Rails 7 Passkey Demo

Introduction

All of this code was stolen from various places. webauthn is a Ruby gem which has a Rails 6.0.6 demo: webauthn-rails-demo-app. webauthn-json is also being used on the browser side.

What I’ve attempted to do is make a demo that uses passkeys and Rails 7 as stock as possible. I’m using importmap-rails and tailwindcss-rails (although I don’t claim ANY ability to design web pages.

Also note that I am not good at writing tests.

Basic Control Flow

There are two basic flows. One path is for a new unregistered user and the other path is for a previously registered user.

The database schema has a users table which has a has_many relationship to the credentials table. The key piece of data is the public_key kept in the credentials table.

An unregistered user will be directed to the registration/new URL where the registration ceremony will result in a new credential being created for the user with their public_key and other data. The final step is a call to sign_in(user) to store the new session that has been created along the way.

A registered user will be directed to the session/new URL which retrieves the users public key from their associated credentials and performs the log in ceremony and calls sign_in(user) assuming all goes well.

home/index is the root page for the application. HomeController is a subclass of AuthenticatedController which has a before_action of enforce_current_user. Any unauthenticated user is redirected to session/new. The session/new page has a link to registration/new for unregistered users.

Changes

webauthn-rails-demo-app had some errors. See Tangent to understand Webauthn. Here are changes from that project:

• RegistrationsController#create
  1. An existing user by the same name is found if it exists. This will allow a user to have more than one method of logging in. For example, they could have a touch-id as well as a Yubikey.
  2. The hash that is sent via JSON contains more than the credentials. There are no magic values in the Javascript such as the path to the callback function.
  3. The Options for Credential Creation is created by WebAuthn::Credential#options_for_create which returns a WebAuthn::PublicKeyCredential::CreationOptions instance. The call to options_for_create is an options hash that contains the following keys specified in snake_case and are converted to camelBack via the to_json method of WebAuthn::PublicKeyCredential::CreationOptions.

     rp

     The Relying Party is added in by the options_for_create method by what is specified in config/initializers/webauthn.rb as documented in webauthn-ruby Configuration.

     user

     This is a hash with the following keys:

     id

     This is a randomized sequence of bytes that should come from WebAuthn.generate_user_id when the User model is created and preserved in the database. This is actually what the authentication ceremony looks at. The name and displayName are merely for human consumption.

     name

     Generally the “User name”

     display_name

     This is set equal to name if not explicitly supplied.

     timeout

     An optional number specifying the number of milliseconds to wait.

     attestation

     An optional attribute that is passed along unchanged.
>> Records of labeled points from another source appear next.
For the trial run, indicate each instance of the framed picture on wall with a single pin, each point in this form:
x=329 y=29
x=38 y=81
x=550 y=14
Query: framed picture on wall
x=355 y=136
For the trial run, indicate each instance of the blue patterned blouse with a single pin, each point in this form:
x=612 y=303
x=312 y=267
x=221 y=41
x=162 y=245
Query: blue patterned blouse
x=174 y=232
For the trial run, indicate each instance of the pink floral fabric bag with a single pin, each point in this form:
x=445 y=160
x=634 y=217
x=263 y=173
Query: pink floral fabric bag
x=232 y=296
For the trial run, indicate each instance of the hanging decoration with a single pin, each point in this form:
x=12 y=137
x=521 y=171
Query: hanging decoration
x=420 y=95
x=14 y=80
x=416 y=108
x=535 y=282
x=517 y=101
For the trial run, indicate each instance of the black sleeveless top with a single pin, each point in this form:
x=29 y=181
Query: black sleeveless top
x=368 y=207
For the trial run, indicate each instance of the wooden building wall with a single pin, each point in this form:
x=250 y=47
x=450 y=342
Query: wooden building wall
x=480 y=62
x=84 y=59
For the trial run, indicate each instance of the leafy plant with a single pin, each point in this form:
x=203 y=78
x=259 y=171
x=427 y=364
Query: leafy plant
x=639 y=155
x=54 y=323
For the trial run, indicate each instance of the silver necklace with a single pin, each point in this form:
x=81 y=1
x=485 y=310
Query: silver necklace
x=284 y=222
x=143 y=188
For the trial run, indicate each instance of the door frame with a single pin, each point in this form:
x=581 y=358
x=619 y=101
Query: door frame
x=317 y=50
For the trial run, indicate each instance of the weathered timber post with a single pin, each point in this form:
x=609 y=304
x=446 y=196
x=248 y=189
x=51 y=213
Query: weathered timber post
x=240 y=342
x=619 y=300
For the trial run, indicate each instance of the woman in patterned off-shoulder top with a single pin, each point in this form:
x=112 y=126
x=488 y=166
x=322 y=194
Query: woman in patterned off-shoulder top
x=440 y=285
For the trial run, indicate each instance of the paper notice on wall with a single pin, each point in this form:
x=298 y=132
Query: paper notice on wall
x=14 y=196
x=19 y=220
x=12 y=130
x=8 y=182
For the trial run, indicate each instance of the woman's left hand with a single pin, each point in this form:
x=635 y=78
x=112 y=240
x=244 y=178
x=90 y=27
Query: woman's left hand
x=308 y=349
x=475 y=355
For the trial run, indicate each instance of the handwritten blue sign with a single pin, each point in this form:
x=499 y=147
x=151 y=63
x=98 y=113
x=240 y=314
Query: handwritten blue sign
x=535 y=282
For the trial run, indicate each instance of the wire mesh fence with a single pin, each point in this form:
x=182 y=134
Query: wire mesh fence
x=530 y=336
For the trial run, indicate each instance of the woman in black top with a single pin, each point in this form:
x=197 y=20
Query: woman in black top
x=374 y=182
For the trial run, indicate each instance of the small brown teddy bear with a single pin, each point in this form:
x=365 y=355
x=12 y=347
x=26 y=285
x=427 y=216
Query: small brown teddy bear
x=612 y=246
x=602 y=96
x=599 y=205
     authenticator_selection

     An optional hash that is passed along unchanged. It too has snake_case keys which are converted to camelBack case. Authenticator Selection Criteria has these keys (given in snake_case):

     • authenticator_attachment
     • resident_key
     • require_resident_key
     • user_verification

     exclude_credentials

     An optional list (Array) of PublicKeyCredentialDescriptors to exclude from the create processing.

     exclude

     An optional more convenient method of creating exclude_credentials. If exclude_credentials is not specified, exclude can be specified as a list of strings and they are converted into tuples with id being set to the string value and type being set to “public”.

     pub_key_cred_params

     An optional list of hashes with type key which should have a value of “public” and an alg key which should have a value of an algorithm id such as -7 for the ES256 algorithm.

     algs

     An optional and more convenient method for creating the pub_key_cred_params list. A list of algorithm names such as “ES256” is given. Each name is transformed into a hash containing a key of type with a value of “public” and the corresponding algorithm’s id.

  4. The original code had a field for nickname. nickname appears four times in the WebAuthn specification such as here but it is an algorithmic conversion not something the user inputs. Thus nickname was removed from this implementation.
• webauthn-json
  1. This implementation follows webauthn-json’s current recommendation of using browser ponyfill.
  2. The original implementation used a Stimulus controller feature_detection_controller to reveal a div if the browser could not support passkeys. The weakness is that if the feature detection completely fails, the div is not revealed leaving the user unaware that a problem has occurred.

     This implementation hides the form and shows the error div until the feature detection completes successfully and happily at which point the error div is hidden and the form is revealed. (This has not been implemented yet.)